Paulina's role in Leontes' redemption

Once Hermione appears to die, it is Paulina who undertakes the task of bringing Leontes to penitence and redemption. She tells him clearly (in Act III, sc ii) that he can never deserve forgiveness:

‘A thousand knees,
Ten thousand years together, naked, fasting,
Upon a barren mountain, and still winter
In storm perpetual, could not move the gods
To look that way thou wert.'

Her forthright accusations, however, can help him: he immediately responds with an acknowledgement:

‘Go on, go on:
Thou canst not speak too much: I have deserv'd
All tongues to talk their bitt'rest.'

Keeping memory alive

  • Even while Paulina apparently retracts, telling Leontes that she should not have [re]‘minded' him of ‘what (he) should forget', she simultaneously does remind him, speaking of all the deaths and grief for which he is responsible
  • When we meet Paulina and Leontes again in Act V, we discover that his other courtiers feel that he has ‘done enough', and has ‘perform'd / A saint-like sorrow'. Only Paulina keeps him constantly aware of his sins, for which he can never ‘do enough' penance to feel he deserves redemption
  • She speaks of Hermione as ‘She you kill'd', keeping the queen's memory alive, just as she has secretly kept Hermione until the promise implied by the oracle shall be fulfilled.

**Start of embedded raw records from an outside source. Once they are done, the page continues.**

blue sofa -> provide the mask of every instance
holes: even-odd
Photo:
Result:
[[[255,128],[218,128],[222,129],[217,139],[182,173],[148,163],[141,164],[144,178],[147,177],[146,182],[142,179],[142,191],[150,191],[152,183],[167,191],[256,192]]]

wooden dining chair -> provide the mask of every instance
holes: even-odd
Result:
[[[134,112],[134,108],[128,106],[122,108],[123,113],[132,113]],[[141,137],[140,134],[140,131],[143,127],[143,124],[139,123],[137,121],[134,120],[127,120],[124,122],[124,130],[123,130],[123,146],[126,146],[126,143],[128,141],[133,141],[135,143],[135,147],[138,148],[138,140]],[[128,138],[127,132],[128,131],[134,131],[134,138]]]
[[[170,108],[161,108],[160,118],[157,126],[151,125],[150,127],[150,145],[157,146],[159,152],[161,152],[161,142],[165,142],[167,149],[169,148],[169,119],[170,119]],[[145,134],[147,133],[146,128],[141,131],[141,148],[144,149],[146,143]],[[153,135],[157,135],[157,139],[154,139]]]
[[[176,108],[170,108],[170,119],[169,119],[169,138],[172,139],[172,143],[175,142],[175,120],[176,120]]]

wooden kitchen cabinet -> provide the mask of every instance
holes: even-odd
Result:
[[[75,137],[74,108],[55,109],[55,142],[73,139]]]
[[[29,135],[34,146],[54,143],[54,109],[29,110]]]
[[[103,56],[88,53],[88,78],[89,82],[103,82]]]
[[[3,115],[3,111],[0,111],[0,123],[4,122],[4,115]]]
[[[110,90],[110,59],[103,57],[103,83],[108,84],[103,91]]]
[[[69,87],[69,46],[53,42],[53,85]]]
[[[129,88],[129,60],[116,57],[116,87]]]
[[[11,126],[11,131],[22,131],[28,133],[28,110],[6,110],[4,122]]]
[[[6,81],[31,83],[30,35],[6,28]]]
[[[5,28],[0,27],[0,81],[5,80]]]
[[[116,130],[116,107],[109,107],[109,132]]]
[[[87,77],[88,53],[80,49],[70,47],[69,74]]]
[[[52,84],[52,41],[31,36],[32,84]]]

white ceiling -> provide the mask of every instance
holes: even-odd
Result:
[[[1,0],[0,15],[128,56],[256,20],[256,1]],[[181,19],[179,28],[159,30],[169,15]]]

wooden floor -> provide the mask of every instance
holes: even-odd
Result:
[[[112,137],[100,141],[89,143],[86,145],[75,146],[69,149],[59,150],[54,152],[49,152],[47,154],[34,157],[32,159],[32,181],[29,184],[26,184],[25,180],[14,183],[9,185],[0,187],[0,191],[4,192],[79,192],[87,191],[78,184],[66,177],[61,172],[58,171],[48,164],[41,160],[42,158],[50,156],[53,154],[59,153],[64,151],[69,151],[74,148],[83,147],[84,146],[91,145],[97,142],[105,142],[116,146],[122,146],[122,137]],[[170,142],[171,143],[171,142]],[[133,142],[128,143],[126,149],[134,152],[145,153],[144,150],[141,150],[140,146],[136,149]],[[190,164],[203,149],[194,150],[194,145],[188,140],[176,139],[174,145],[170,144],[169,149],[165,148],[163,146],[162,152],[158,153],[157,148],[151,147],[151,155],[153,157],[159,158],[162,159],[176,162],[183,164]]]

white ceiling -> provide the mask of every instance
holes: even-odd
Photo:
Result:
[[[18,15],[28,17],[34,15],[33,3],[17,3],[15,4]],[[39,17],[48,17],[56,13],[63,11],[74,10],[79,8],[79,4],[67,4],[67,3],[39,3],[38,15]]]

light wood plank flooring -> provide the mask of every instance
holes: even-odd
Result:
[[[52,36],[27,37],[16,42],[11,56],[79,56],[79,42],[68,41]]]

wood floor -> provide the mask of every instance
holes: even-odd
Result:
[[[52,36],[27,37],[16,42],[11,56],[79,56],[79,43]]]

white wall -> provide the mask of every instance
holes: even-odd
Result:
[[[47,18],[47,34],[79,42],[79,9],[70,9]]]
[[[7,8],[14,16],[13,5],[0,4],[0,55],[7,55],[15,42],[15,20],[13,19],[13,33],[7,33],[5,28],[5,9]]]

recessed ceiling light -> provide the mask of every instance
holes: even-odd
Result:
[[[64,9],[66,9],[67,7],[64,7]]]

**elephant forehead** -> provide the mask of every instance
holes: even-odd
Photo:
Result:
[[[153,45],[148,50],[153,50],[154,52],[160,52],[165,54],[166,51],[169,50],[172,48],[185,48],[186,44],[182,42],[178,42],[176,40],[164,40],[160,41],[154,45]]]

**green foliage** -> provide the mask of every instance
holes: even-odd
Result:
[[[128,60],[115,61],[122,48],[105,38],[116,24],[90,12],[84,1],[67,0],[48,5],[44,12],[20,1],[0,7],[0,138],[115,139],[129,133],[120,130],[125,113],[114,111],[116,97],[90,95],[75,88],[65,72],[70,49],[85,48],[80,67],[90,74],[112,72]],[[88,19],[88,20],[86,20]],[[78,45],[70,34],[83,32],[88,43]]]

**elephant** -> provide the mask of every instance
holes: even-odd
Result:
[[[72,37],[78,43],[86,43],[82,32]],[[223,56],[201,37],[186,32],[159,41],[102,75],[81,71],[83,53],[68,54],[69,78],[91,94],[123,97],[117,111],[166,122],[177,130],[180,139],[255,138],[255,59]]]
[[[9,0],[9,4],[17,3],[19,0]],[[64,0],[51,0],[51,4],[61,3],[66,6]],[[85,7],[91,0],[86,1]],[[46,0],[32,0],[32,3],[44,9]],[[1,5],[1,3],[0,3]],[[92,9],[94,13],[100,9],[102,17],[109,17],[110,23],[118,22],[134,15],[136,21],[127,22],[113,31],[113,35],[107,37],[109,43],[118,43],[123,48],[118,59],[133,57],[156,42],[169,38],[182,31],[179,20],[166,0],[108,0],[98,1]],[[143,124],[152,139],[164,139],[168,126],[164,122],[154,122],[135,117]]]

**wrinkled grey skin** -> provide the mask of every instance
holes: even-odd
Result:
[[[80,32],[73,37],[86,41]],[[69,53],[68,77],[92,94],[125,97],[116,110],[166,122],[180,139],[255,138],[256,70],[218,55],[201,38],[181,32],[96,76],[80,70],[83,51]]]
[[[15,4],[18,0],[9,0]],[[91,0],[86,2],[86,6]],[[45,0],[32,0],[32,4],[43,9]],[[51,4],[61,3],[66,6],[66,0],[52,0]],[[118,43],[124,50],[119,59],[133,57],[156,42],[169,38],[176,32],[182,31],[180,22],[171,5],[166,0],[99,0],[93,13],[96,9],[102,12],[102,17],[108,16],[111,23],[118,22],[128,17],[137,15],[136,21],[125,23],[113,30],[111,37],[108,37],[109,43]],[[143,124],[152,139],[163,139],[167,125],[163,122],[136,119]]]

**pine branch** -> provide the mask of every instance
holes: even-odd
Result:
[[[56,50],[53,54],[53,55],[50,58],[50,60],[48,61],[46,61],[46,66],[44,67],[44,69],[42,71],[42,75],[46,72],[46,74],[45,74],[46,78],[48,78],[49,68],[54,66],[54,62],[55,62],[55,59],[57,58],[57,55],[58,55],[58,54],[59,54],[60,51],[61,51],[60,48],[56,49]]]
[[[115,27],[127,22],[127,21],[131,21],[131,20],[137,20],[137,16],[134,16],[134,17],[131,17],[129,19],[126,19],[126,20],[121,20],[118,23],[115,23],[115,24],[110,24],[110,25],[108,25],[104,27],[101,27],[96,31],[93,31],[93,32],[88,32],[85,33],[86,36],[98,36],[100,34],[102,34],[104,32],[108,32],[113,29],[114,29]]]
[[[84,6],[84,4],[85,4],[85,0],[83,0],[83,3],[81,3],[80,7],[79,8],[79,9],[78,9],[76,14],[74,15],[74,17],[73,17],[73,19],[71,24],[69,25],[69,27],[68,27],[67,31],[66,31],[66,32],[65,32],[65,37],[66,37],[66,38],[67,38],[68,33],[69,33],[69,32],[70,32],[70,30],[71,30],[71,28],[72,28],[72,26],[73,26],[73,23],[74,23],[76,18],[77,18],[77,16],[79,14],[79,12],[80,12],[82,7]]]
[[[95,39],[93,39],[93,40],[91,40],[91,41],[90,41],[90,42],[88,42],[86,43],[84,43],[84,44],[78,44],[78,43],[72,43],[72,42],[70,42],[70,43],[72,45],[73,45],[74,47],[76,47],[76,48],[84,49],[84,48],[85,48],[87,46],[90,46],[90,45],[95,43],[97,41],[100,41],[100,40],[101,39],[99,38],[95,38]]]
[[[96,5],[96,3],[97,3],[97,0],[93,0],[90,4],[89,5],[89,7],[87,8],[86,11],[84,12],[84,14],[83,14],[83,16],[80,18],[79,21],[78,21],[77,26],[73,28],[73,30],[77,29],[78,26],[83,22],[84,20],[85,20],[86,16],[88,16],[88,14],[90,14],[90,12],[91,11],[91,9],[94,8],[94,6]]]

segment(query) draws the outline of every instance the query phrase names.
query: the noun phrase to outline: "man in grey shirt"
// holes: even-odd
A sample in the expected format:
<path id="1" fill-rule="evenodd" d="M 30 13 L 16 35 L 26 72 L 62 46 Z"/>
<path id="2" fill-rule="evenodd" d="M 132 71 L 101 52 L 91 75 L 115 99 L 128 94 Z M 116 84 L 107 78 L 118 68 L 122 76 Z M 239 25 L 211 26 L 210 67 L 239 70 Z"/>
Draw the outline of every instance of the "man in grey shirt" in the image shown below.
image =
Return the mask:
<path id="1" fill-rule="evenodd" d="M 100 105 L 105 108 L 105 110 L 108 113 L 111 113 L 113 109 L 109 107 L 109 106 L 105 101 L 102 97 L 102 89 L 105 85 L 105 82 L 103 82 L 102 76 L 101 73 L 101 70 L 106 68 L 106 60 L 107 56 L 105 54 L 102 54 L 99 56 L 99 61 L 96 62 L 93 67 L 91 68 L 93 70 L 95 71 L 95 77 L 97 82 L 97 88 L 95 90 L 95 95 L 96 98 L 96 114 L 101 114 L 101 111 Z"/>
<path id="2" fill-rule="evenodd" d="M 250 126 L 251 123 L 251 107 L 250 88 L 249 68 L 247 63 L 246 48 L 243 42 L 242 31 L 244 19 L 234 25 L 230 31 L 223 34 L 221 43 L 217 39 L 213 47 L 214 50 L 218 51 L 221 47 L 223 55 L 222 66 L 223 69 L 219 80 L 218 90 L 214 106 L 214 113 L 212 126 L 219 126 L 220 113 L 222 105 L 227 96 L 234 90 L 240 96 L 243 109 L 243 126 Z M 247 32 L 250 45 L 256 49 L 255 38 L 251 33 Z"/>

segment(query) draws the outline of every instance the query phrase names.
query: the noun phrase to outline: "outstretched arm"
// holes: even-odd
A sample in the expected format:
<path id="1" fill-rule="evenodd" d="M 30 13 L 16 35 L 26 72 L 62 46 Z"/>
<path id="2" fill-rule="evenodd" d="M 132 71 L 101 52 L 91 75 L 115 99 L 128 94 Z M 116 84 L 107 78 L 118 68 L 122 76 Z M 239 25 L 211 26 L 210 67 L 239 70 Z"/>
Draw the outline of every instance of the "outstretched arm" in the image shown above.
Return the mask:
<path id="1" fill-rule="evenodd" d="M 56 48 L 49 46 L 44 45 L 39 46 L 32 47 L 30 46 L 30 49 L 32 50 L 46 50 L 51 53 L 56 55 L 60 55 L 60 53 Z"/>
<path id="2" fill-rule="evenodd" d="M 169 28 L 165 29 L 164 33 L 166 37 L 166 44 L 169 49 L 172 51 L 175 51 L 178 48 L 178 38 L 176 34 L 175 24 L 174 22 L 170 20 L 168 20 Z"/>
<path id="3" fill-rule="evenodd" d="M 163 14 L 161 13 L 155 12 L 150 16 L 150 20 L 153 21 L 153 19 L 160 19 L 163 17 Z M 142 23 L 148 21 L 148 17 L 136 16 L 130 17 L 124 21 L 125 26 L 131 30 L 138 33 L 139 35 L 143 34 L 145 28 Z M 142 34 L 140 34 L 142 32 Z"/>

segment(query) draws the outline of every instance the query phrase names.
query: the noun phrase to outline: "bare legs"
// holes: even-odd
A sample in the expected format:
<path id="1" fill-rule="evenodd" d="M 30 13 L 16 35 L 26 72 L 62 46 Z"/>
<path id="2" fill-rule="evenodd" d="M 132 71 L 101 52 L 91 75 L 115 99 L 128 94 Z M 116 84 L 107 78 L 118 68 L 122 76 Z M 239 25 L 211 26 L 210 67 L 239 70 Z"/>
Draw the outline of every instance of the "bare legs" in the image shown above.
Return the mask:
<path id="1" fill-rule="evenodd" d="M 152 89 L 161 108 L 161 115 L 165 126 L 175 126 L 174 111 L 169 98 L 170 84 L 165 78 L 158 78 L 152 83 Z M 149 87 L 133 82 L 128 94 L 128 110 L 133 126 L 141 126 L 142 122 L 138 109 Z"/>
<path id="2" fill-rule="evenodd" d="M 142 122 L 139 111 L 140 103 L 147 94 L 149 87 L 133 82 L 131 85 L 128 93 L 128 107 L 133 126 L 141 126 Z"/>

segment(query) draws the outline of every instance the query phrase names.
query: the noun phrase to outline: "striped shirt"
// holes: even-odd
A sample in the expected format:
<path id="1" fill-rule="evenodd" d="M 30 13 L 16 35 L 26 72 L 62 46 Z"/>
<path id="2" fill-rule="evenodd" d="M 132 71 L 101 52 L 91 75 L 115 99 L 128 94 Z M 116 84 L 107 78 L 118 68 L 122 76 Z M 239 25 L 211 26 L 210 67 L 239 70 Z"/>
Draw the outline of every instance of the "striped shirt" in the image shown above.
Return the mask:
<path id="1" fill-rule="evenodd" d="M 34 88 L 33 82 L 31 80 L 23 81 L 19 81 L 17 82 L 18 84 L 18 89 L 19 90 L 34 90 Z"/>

Paulina's part in the ‘resurrection' of Hermione – and of Leontes

As a Romance Play (See: Introduction) The Winter's Tale is less realistic than most plays. We are often reminded of elements of the supernatural and marvellous in its plot – such as the arrival of the figure of Time in IV. i. So it is perhaps unhelpful to ask how Paulina managed to hide away Hermione for sixteen years:

  • In Act III, sc ii Paulina declares of her mistress,
‘I say she's dead: I'll swear't… go and see.'

Because of her reputation for honesty, Leontes does just that:

‘Prithee, bring me to the dead bodies of my queen and son.'
  • In the final speech of the play, Leontes wonders how Hermione can be alive:
‘But how, is to be question'd; for I saw her,
As I thought, dead; and have in vain said many
A prayer upon her grave.'

Caught up in the wonder of the last scene, the audience is unlikely to ask such questions at the time. Paulina has been presented as performing a miracle – not just by having a ‘statue' come to life, but by having brought Leontes to the point where, on seeing it, he can acknowledge that it is ‘piercing to my soul' and that he is ‘asham'd'.

The sorrow and penitence that she has made him endure, culminating in seeing Hermione as if alive – and then alive in reality - has given him new life too:

‘For this affliction has a taste as sweet / As any cordial comfort'.